Escaping Poverty Traps Conference
February 26 - 27, 2009
Washington, D.C.
Escaping Poverty Traps Conference
J.W. Marriott Hotel, 1331 Pennsylvania Avenue Washington, D.C.
For a complete agenda, links to conference material and registration details, please visit the conference site.
The conference responds to the challenge to USAID and other development assistance agencies to find mechanisms to connect the poor, especially the chronically poor, to economic growth. Too often development assistance only reaches this group in the form of emergency assistance delivered in times of crisis. While important, emergency assistance is not designed to ameliorate chronic poverty. But what will work? Are there programs, and ways of implementing programs, that will include the chronically poor population in economic growth? The Escaping Poverty Traps Conference will address these questions, giving special attention to the agricultural growth opportunities found in the rural environments which are home to the vast majority of the world’s chronically poor.
The conference will convene a wide-ranging and stimulating group of researchers and practitioners. The conference will be framed by presentations of the Chronic Poverty Report, 2008/2009, USAID’s Affordable Food for All vision for meeting food challenge and Senator Richard G. Lugar’s discussion of new US legislative initiatives on agricultural development and foreign assistance.
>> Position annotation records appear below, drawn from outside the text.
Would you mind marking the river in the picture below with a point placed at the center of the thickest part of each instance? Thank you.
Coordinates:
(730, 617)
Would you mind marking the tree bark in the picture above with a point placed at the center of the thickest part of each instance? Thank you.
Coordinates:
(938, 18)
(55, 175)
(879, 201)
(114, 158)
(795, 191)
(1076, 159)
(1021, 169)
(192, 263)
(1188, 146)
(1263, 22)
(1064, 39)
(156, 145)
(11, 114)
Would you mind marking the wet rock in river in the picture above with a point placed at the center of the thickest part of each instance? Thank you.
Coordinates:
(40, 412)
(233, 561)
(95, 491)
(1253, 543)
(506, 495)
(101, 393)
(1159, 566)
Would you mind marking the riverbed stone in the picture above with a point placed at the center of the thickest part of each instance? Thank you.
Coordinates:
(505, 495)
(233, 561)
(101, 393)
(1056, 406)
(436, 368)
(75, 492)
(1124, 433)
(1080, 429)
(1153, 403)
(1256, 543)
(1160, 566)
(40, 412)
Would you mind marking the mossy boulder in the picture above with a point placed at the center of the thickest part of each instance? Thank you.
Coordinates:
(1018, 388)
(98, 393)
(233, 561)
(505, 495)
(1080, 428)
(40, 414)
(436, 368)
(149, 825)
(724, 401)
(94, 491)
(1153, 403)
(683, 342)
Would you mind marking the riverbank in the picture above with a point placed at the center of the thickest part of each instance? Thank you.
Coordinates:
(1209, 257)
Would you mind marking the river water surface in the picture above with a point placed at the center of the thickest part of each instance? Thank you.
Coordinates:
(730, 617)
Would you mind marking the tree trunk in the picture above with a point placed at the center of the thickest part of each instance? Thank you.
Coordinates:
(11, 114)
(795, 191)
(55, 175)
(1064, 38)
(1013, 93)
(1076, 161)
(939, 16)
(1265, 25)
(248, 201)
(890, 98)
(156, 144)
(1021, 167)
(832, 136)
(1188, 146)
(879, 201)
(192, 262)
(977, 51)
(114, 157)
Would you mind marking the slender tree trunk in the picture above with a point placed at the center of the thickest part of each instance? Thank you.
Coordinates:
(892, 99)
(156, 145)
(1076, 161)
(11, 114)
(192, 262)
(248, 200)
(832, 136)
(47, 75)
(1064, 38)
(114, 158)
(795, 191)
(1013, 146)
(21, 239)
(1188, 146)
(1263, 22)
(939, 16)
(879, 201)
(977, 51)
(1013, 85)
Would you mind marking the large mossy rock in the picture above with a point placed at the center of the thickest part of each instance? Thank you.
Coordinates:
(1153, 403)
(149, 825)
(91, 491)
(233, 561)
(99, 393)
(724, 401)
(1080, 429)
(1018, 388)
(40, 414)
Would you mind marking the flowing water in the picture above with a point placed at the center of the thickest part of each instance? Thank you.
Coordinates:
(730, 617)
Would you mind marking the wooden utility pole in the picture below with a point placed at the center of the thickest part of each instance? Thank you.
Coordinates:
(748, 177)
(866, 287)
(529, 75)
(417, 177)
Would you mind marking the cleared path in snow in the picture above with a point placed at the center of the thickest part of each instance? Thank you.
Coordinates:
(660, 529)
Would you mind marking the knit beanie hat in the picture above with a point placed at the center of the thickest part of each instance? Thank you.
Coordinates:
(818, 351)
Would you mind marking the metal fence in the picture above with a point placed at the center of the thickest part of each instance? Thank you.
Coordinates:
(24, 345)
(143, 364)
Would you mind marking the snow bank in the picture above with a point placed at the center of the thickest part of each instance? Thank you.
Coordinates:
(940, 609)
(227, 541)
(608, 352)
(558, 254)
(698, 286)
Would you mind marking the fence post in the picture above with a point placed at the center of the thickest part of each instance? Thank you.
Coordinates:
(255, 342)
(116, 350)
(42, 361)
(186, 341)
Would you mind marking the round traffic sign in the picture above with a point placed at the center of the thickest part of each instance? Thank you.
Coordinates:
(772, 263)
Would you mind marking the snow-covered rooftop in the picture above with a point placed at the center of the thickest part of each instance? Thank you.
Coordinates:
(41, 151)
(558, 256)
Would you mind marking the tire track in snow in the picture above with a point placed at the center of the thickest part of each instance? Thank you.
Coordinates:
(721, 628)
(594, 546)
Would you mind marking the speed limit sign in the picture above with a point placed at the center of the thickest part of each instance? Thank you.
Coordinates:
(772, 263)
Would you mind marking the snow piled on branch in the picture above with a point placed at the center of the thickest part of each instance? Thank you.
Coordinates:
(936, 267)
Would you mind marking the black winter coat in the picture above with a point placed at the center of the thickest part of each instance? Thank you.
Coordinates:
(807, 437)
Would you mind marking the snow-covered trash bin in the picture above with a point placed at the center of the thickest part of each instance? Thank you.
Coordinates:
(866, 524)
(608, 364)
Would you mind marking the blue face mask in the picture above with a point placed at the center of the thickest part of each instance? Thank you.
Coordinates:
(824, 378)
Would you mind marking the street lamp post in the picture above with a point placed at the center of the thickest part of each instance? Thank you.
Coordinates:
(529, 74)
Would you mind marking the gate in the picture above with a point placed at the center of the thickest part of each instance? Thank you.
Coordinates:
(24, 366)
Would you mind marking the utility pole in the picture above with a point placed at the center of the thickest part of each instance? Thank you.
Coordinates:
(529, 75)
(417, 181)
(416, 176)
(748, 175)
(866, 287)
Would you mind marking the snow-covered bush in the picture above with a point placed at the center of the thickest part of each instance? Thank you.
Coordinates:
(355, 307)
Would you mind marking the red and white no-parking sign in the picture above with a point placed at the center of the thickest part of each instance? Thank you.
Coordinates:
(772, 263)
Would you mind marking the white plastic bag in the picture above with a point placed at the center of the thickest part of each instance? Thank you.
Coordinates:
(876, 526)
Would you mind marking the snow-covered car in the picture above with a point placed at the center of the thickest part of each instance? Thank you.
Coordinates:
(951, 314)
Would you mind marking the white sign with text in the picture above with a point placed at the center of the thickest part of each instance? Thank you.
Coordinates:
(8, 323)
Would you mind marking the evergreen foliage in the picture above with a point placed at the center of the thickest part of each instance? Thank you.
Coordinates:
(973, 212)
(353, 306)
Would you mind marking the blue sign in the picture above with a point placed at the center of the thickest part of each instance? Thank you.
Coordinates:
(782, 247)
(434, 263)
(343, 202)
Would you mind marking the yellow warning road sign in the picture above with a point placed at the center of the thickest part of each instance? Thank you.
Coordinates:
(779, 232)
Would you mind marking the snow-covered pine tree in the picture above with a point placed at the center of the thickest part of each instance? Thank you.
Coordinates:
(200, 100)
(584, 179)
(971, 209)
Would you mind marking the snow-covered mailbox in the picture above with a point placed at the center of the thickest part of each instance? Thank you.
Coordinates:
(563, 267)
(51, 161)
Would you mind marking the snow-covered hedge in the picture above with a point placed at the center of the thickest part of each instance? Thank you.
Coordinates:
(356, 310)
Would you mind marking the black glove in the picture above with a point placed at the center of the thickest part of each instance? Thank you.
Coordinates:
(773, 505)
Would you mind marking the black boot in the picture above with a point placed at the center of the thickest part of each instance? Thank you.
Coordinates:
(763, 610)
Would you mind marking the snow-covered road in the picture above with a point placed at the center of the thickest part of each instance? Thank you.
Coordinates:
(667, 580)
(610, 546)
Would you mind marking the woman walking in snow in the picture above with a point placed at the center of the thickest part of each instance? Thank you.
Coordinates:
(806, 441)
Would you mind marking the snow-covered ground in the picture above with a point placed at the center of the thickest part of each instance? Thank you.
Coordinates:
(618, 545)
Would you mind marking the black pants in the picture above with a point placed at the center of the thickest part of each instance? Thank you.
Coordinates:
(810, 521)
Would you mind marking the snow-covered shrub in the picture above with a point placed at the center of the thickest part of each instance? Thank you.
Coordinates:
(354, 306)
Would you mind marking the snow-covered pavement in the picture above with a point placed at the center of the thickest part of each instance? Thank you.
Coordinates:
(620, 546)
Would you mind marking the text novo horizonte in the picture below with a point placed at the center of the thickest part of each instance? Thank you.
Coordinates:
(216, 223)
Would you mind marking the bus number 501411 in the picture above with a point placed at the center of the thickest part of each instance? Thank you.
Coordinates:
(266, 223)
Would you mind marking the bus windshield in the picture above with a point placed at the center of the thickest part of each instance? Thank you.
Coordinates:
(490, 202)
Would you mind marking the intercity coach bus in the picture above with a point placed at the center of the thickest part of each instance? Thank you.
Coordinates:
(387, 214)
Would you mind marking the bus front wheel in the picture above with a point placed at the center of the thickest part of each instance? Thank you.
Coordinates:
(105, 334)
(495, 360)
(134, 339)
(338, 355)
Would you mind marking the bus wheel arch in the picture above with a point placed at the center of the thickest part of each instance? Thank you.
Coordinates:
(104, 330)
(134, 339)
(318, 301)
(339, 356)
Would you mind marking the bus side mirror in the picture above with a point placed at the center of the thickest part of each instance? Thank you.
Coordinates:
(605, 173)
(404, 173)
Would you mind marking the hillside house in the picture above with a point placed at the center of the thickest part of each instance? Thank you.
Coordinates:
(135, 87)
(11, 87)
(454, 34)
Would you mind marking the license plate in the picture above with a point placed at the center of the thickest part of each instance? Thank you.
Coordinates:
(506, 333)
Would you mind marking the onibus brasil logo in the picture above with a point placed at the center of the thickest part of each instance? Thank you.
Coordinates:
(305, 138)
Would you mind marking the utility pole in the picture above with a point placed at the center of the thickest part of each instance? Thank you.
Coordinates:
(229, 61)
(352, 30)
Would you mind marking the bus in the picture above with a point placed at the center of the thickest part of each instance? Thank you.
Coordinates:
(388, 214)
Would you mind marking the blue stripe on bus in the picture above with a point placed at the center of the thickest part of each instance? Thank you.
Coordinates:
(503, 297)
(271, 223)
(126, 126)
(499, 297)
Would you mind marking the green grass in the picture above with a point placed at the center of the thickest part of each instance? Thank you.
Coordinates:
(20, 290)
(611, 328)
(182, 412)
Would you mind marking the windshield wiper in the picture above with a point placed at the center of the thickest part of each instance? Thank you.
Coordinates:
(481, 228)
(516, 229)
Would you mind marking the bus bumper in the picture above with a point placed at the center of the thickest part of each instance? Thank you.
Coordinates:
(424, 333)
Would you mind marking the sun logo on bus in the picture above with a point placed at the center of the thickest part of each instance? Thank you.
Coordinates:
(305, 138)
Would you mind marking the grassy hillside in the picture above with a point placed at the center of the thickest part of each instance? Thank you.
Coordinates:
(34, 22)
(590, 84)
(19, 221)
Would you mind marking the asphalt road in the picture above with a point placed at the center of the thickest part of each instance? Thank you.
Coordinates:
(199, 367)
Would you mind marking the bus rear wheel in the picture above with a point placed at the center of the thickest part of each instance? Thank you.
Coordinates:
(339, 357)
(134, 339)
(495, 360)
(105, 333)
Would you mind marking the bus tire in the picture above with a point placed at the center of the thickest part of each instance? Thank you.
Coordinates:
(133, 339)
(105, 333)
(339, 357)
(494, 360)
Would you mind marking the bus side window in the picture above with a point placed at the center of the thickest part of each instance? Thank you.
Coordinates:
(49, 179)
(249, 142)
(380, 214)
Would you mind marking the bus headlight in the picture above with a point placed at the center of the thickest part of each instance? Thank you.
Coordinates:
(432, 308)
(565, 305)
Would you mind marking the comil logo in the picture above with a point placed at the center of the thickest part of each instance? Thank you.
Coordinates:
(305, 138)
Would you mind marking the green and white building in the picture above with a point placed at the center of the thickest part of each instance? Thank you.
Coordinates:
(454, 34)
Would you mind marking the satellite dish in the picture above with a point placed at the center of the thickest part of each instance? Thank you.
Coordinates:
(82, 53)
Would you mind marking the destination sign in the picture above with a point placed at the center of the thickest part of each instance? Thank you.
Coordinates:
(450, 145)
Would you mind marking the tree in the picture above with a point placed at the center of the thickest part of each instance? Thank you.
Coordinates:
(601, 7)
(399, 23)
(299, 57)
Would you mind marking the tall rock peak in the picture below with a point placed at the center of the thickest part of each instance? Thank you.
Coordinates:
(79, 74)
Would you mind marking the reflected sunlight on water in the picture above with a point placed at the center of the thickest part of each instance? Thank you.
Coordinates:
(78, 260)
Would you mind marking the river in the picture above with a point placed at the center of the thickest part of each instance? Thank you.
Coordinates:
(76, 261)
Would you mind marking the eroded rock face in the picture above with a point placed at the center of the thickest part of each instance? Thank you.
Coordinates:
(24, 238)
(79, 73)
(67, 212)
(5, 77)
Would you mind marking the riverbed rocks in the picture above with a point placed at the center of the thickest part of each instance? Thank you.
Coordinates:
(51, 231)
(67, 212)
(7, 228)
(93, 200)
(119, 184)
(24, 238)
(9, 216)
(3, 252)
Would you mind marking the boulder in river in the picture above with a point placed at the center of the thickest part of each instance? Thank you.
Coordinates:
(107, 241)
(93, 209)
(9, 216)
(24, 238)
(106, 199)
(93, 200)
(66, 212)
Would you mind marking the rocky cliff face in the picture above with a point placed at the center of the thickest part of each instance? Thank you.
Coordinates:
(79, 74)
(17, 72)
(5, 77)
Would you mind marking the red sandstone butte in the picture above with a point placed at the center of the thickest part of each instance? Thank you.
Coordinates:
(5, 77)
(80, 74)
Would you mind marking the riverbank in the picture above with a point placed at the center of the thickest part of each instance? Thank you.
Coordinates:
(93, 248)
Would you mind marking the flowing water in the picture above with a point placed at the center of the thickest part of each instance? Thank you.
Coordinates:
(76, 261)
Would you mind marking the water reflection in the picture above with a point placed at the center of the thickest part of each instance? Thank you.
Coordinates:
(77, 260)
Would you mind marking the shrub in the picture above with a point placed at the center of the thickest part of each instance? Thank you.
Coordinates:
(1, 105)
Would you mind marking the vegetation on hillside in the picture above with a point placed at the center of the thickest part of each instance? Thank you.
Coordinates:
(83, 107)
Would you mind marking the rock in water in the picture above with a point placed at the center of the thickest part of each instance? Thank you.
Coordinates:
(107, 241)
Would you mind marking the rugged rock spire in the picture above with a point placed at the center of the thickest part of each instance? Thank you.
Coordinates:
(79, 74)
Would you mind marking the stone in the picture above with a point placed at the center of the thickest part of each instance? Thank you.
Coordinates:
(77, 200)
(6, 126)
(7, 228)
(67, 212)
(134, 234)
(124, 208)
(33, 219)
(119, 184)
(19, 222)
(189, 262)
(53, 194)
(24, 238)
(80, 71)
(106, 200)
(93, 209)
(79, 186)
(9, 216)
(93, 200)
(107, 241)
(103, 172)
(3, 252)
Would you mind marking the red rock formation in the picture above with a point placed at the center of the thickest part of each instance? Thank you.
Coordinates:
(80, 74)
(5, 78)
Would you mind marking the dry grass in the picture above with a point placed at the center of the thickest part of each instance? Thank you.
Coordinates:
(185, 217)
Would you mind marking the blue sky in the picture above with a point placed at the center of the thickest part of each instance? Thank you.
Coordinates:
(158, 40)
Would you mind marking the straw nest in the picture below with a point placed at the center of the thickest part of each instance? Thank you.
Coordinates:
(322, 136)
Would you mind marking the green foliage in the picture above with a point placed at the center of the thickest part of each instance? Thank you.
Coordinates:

Other conference highlights include:
- Discussions of innovative pilot programs that use novel savings and insurance instruments to crowd-in technology adoption and productive savings
- Analysis of the relationship between growth and chronic poverty reduction
- Case studies and analysis of social protection programs and efforts to make them economically productive
- Prospects for redesigning food aid to improve its impacts on both source and recipient communities
- Lessons on how to transfer productive assets to the poor and how to successfully incorporate marginal producers into input and output markets
The conference will close with a roundtable featuring leading individuals from governments, bilateral and multi-lateral donors, the private sector and members of the NGO and academic communities. Recommendations from the roundtable and other conference session will be combined into a final conference report on ways that USAID can deepen its approach to chronic food insecurity and poverty.